On the other hand, Esau is a starving man standing in the middle of a kitchen. We might have compassion for him, and also acknowledge that perhaps the sale of his birthright was a bit hasty and unthoughtful. Was he really so reliant on his brother’s cooking that he could not feed himself in his own home? There is no way to know for sure, but our author clearly has little sympathy for the eldest who was willing to give away everything for a bowl of stew.
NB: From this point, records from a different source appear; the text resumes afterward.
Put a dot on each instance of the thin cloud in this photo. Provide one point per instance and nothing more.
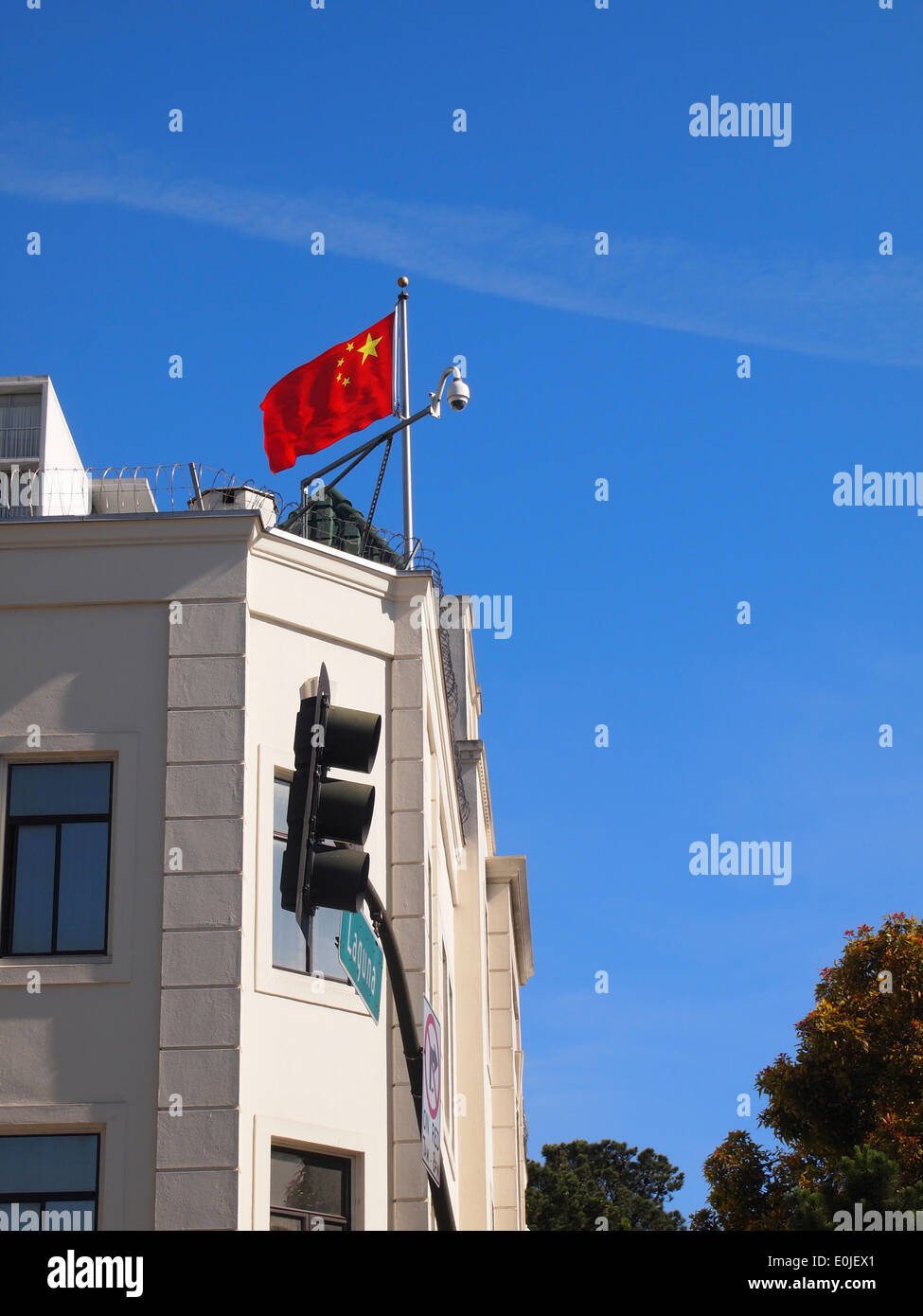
(848, 310)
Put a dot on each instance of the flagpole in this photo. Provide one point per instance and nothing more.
(404, 415)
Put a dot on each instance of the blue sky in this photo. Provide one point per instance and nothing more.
(581, 367)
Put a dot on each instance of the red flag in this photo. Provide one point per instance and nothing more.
(336, 394)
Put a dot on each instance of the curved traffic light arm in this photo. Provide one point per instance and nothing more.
(445, 1218)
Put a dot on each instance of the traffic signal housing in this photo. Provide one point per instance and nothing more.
(324, 864)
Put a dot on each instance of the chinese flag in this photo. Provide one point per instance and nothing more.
(344, 390)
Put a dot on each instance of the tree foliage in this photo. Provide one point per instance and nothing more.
(848, 1109)
(858, 1076)
(600, 1186)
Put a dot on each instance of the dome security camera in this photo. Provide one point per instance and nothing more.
(458, 395)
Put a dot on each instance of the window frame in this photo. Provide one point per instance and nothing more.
(329, 1160)
(40, 1198)
(10, 843)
Jacob is the unlikely hero, able to bargain with the traditionally feminized skills he learned from his mother to reverse his fortune as secondborn. Perhaps this is what God meant in telling Rebekah that one of her children would be stronger than the other. Esau’s strength was physical, but Jacob’s strengths lay in household labor and relational intelligence. He pays attention, just like Rebekah. He knows the value of the food he has prepared and the dramatic tendencies of his brother. He knows that if Esau swears to sell his birthright, he will not be able to undo it or reclaim it. Jacob trades a bowl of stew that he was making anyway for the right to inherit all that his father and grandfather have built. In every way that counts, Jacob becomes the firstborn of Isaac.
This story might not make us like Jacob particularly much. It might bring up some things about our own sibling relationships or the ways our parents made their hopes and preferences known in our upbringing. It might not resonate at all. That’s okay. Spending time with these oldest stories of our faith is meant to push us, to challenge us and give us opportunities to see ourselves and God in new and different ways. We have the chance to see imperfect people living imperfect lives, seeking and interpreting God’s words and signs and exercising free will in ways that are perhaps not the ways we wish they would. Maybe it helps us see our own stories through the eyes of future generations, our shortcomings and our best efforts and the way God works through and within each of us despite our imperfections. I know it helps me see the enormity of God’s grace, and the gift of God’s continued revelation in the lives of each person I meet. God’s story did not start with Abraham, and it didn’t end with Jesus or Peter or Paul or John. We each have a role to play, whether we see ourselves as the firstborns or the underdogs or the tricksters or the matriarchs. God can use each of us, and God does use all of us. No story, including ours, is ever as simple as it seems. Thank God for that.